Un altro test nucleare, il quinto, il più potente, è stato portato a termine ieri notte in Corea del Nord. L’esperimento, secondo i media nordcoreani, testimonia come il Paese sia ora in grado di montare piccole testate nucleari sopra missili balistici; fatto che, se confermato, allargherebbe il raggio d’azione e di minaccia nucleare della repubblica socialista. In seguito alla detonazione è stata rilevata una scossa sismica di magnitudo 5.3, in grado di dare l’idea della potenza dell’ultimo test.
Le reazioni dell’alleanza dei Paesi vicini, Corea del Sud e Giappone, insieme con gli Stati Uniti, sono state di forte condanna, e, in questo caso, hanno delineato con maggior forza che Pyongyang si sta seriamente avvicinando al limite. E, fonti militari di Seoul, hanno riferito che il test nucleare effettuato oggi dalla Corea del Nord “è il più potente fino ad ora, poco meno forte dell’esplosione della bomba atomica su Hiroshima”. L’agenzia meteorologica sudcoreana ha precisato infatti che la potenza è stata a “10 kilotoni, quella di Hiroshima a 15”.

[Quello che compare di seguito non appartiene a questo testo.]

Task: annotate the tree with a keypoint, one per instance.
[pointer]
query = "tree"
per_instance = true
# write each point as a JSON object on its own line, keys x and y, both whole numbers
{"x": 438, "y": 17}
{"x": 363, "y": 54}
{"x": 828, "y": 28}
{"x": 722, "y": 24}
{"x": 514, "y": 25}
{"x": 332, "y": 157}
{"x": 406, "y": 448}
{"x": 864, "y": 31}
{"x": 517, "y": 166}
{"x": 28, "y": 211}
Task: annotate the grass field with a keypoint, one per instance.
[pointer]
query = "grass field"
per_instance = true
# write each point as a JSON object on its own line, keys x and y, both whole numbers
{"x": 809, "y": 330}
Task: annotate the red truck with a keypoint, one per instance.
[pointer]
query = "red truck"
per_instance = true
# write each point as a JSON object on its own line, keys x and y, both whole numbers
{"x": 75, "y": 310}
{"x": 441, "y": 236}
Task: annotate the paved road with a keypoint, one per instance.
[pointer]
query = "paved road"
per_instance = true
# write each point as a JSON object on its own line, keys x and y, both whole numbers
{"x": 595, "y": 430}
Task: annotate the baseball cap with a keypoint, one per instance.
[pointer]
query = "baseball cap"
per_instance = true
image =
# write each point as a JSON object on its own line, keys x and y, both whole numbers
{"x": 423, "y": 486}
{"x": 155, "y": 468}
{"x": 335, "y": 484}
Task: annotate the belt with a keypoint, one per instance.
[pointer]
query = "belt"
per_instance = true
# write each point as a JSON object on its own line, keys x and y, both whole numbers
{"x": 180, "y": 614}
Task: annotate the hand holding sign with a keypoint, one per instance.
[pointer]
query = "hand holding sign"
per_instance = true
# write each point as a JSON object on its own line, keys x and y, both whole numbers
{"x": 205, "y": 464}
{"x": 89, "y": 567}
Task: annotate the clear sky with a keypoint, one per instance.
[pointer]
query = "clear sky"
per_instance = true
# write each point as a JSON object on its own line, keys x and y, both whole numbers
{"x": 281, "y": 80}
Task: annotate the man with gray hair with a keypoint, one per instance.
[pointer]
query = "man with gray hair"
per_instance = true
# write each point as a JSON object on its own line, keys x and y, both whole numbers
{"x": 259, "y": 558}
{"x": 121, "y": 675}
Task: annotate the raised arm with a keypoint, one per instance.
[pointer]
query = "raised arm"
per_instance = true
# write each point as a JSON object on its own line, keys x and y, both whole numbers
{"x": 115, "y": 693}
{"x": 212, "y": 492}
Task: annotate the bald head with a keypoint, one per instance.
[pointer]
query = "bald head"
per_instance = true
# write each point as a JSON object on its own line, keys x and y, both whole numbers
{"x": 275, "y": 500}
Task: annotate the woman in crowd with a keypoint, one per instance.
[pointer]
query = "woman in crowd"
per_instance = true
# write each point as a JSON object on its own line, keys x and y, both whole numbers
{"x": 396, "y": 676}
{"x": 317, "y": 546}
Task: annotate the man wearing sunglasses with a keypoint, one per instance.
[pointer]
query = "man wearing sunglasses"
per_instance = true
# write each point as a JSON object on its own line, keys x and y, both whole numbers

Un portavoce della Casa Bianca ha annunciato “gravi conseguenze”, mentre il presidente sudcoreano, Park Geun Hye, ha parlato di un atto “d’incoscienza maniacale” che potrebbe portare la Corea del Nord all’autodistruzione.
Anche la Cina, unico alleato di Pyongyang, ha intimato il vicino a interrompere i suoi piani di espansione nucleare.
Quello che gli osservatori ora attendono, dopo un 2016 mai così attivo da parte della dittatura comunista per quanto riguarda il numero dei test atomici, è di vedere se, alle manifeste intolleranze dei vicini si passerà all’azione contro la Corea del Nord e in che modo.
Un primo segnale concreto che gli Stati Uniti e la Corea del Sud prevedono di mettere in pratica è il sistema di difesa missilistica, noto come Thaad, che sarà installato sul territorio sudcoreano come fattore deterrente per Pyongyang.
Una mossa che però non è stata risparmiata dalle critiche della Russia e della Cina, che ne temono un possibile utilizzo anche a loro stesso danno.
Alle critiche del presidente cinese Xi Jinping, Barack Obama aveva risposto che non è possibile “avere una situazione nella quale si è incapaci di difendere noi stessi o i nostri alleati contro comportamenti sempre più provocatori”.